By Shankhoneel Ghosh
I am conflicted. At times, I don't know what to do - I simply feel like lying down and dissolving into nothingness; my existence: erased. But I also know that I cannot give up so easily, or so soon. For, my life has not even begun yet - or so I think. I have seen so little, had so little, that it would be a tragedy if all my future possibilities were simply extinguished.
So, I have this one voice that is speaking to me in two tones - one urging me out of my misery, and the other calling me to surge ahead. But in both cases, I have realised, the journey ends in nothingness, in death.
But, the two deaths are not alike. For, in one case, which is the ‘easy way out’, all that I have to do is to touch the sweet poison of annihilation to my lips, and immediately, all my struggles, all that is me, shall be wiped out. In the other case, however, a long, protracted battle awaits me, one through which I have to carry all this weight that I have accumulated, one through which I must bravely walk to the end, my end…
If life was like the turning of a clock, i.e., beginning at the first strike of 12, and then travelling around its circular path till 12 o’clock struck again, then the first way of going out would be akin to turning back the clock - a retrograde path that takes one back to the start. That is why it is said that a dying person sees his entire life flash before his eyes. Perhaps it means that he is recounting his life’s journey one last time, sinking into a well of regret that is the cornerstone of his dying moment. But, the second way, and perhaps the better way, would be akin to maintaining the forward movement, despite all the despair that arises at the prospect of the imminent end of time.
We often hear of an analogy, which compares, rather, compresses the timeline of the universe to our annual calendar.
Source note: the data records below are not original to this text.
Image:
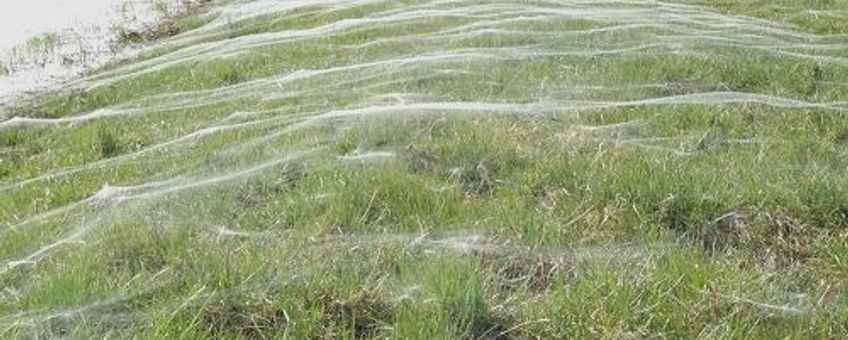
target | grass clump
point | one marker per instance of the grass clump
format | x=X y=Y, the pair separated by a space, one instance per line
x=431 y=170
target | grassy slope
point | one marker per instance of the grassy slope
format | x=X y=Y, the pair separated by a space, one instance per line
x=626 y=221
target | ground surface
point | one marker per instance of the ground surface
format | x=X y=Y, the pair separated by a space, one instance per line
x=450 y=169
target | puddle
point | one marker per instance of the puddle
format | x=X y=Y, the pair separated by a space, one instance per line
x=46 y=42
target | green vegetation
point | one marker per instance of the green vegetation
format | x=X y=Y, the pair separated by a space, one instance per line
x=416 y=170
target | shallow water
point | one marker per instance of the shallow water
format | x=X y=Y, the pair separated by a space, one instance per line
x=84 y=30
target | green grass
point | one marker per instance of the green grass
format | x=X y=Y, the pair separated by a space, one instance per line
x=241 y=196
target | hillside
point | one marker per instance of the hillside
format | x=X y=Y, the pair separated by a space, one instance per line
x=441 y=169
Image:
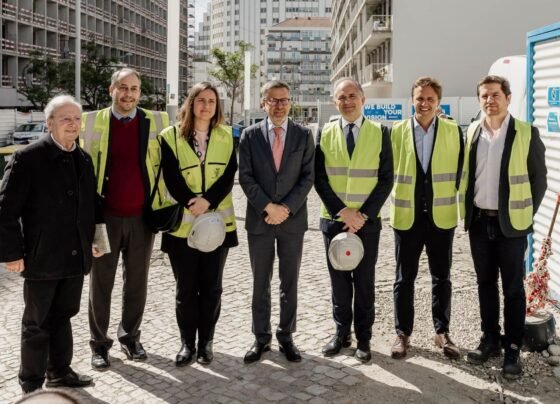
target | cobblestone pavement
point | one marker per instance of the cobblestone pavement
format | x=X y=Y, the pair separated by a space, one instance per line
x=425 y=376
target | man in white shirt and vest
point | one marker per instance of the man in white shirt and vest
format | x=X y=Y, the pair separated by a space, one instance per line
x=428 y=161
x=504 y=182
x=353 y=177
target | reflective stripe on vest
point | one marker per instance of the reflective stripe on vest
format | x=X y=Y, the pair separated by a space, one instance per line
x=520 y=204
x=444 y=166
x=94 y=138
x=354 y=179
x=219 y=150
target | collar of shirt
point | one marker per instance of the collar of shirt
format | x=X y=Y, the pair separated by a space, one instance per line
x=132 y=115
x=491 y=133
x=357 y=123
x=62 y=147
x=418 y=126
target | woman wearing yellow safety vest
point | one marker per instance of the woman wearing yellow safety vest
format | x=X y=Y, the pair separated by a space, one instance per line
x=198 y=164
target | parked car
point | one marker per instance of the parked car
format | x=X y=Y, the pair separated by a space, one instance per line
x=29 y=132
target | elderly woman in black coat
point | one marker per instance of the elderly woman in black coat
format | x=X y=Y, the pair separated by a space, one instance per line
x=47 y=225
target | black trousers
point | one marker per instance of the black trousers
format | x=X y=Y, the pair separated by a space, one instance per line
x=357 y=285
x=408 y=248
x=198 y=293
x=496 y=255
x=131 y=236
x=261 y=253
x=46 y=332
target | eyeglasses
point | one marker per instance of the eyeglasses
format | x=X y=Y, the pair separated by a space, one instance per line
x=278 y=101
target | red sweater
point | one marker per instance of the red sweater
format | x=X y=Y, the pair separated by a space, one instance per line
x=125 y=189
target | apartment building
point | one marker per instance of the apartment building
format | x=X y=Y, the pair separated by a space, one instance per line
x=231 y=21
x=298 y=51
x=361 y=44
x=133 y=32
x=387 y=44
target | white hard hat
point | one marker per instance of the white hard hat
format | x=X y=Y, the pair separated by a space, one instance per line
x=208 y=232
x=346 y=250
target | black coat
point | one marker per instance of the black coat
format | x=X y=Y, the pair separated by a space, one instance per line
x=536 y=166
x=47 y=212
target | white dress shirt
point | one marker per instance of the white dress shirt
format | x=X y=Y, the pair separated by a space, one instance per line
x=488 y=162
The analogy, first made by Carl Sagan in 1977, says that if the universe was big-banged into existence on 1st January at midnight, then the first signs of life on Earth appeared in mid-September, the dinosaurs appeared on 25th December and were largely extinct by the next day, primitive human life appeared on the last day of the year about an hour and a half from midnight, agriculture happened about 30 seconds before the end of the year, and modern history, i.e., approximately the last 450-500 years, comprises only the last second of this long cosmic calendar.
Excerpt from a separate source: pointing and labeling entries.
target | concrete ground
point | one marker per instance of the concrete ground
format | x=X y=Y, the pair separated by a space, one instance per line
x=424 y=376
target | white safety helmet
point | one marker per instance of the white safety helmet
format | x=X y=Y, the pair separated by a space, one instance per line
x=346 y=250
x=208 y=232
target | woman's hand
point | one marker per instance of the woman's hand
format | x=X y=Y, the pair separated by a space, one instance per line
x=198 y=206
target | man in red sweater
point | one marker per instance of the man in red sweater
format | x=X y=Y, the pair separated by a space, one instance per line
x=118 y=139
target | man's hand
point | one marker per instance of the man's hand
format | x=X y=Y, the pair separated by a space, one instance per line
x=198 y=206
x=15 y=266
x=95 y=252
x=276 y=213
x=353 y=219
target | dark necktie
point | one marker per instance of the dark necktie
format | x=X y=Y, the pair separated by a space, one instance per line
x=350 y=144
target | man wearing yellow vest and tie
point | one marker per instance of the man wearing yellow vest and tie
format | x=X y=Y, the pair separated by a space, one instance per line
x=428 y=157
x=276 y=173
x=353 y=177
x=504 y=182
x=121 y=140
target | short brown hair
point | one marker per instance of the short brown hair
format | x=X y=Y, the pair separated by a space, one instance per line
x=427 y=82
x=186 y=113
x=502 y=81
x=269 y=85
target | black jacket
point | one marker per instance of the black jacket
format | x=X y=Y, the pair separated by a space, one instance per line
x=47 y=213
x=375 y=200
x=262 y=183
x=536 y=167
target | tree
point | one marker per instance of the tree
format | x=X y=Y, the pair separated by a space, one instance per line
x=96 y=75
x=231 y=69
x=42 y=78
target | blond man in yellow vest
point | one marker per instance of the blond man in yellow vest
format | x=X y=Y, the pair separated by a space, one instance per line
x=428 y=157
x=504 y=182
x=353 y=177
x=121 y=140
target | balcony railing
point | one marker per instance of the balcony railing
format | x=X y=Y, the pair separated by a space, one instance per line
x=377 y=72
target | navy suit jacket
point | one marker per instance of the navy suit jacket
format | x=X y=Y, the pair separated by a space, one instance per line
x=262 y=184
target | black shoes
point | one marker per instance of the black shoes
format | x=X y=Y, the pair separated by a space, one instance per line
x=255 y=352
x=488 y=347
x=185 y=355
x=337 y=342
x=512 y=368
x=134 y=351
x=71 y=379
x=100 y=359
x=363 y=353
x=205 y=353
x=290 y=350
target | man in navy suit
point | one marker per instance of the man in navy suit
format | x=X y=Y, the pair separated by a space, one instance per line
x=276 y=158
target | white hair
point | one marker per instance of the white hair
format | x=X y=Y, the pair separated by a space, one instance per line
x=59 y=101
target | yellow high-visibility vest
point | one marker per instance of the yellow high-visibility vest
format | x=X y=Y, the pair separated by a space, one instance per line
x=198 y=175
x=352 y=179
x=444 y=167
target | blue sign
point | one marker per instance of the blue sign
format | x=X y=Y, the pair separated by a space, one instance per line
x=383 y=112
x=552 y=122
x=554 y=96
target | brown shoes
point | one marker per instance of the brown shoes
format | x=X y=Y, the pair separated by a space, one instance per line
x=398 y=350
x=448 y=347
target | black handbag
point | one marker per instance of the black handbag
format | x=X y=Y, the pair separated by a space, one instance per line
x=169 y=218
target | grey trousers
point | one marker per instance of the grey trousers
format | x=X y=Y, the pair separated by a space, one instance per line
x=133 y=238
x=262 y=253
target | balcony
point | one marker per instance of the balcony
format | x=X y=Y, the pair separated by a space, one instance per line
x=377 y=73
In no way should this comparison serve to diminish our sense of self-being; if anything, we should feel enhanced. It is the last second that is the most difficult, in which man can become the most self-destructive - so afraid is he of meeting his destination, that he would rather prefer, as vain as he is, to go out by his own hand. I once heard an anecdote of a prisoner, who had served a long sentence, and who, on the day before his release, killed himself - so unbearable - had the tension and suspense become to him that he no longer had the courage to imagine life beyond the prison yard.
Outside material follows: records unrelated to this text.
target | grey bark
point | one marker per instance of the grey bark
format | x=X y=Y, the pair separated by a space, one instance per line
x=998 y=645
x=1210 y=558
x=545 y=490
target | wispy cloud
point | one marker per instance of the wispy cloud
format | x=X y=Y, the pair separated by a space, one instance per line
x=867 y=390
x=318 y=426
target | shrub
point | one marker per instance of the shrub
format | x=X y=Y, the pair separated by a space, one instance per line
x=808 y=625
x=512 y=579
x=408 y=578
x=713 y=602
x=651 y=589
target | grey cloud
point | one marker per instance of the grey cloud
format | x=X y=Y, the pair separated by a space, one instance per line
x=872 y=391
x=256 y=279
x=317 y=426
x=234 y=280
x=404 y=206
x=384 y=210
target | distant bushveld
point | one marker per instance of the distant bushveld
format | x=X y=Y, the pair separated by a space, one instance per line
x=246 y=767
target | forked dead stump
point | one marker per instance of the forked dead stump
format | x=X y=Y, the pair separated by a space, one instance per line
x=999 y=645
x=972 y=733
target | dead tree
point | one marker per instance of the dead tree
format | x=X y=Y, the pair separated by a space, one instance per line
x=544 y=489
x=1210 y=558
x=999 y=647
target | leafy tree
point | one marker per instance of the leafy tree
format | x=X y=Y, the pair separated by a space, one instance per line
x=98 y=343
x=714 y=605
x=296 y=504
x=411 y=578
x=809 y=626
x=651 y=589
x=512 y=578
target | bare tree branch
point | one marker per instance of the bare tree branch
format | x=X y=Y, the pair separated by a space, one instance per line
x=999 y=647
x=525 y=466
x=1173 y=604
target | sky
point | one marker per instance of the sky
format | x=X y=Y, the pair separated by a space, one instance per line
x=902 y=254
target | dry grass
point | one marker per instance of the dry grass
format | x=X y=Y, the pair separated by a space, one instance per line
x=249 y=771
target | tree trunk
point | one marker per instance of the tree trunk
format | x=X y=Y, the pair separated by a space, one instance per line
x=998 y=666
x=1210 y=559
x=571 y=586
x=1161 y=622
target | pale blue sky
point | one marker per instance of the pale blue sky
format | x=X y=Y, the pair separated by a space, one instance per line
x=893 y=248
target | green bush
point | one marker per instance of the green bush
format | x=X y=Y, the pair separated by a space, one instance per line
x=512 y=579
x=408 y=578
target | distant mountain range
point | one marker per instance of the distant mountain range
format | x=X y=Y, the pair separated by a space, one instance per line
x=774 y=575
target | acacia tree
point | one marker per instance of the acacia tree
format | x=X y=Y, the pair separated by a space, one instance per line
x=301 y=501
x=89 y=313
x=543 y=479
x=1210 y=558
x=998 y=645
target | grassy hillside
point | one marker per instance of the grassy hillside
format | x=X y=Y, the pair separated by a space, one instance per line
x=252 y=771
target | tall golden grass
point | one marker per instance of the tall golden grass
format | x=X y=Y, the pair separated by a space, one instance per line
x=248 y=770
Yes, life will go on - even after us and without us. And, we shall find it in our beneficent souls that we would always prefer to have it that way - that life must go on. For, the idea and essence of life is too limitless to be limited by an ill-fitted ‘cosmic year’ constructed upon a standard calendar. The lesson is that it is us - you, I - who need to ensure that this continuity remains unimpeded, and to that end, we must contribute our parts.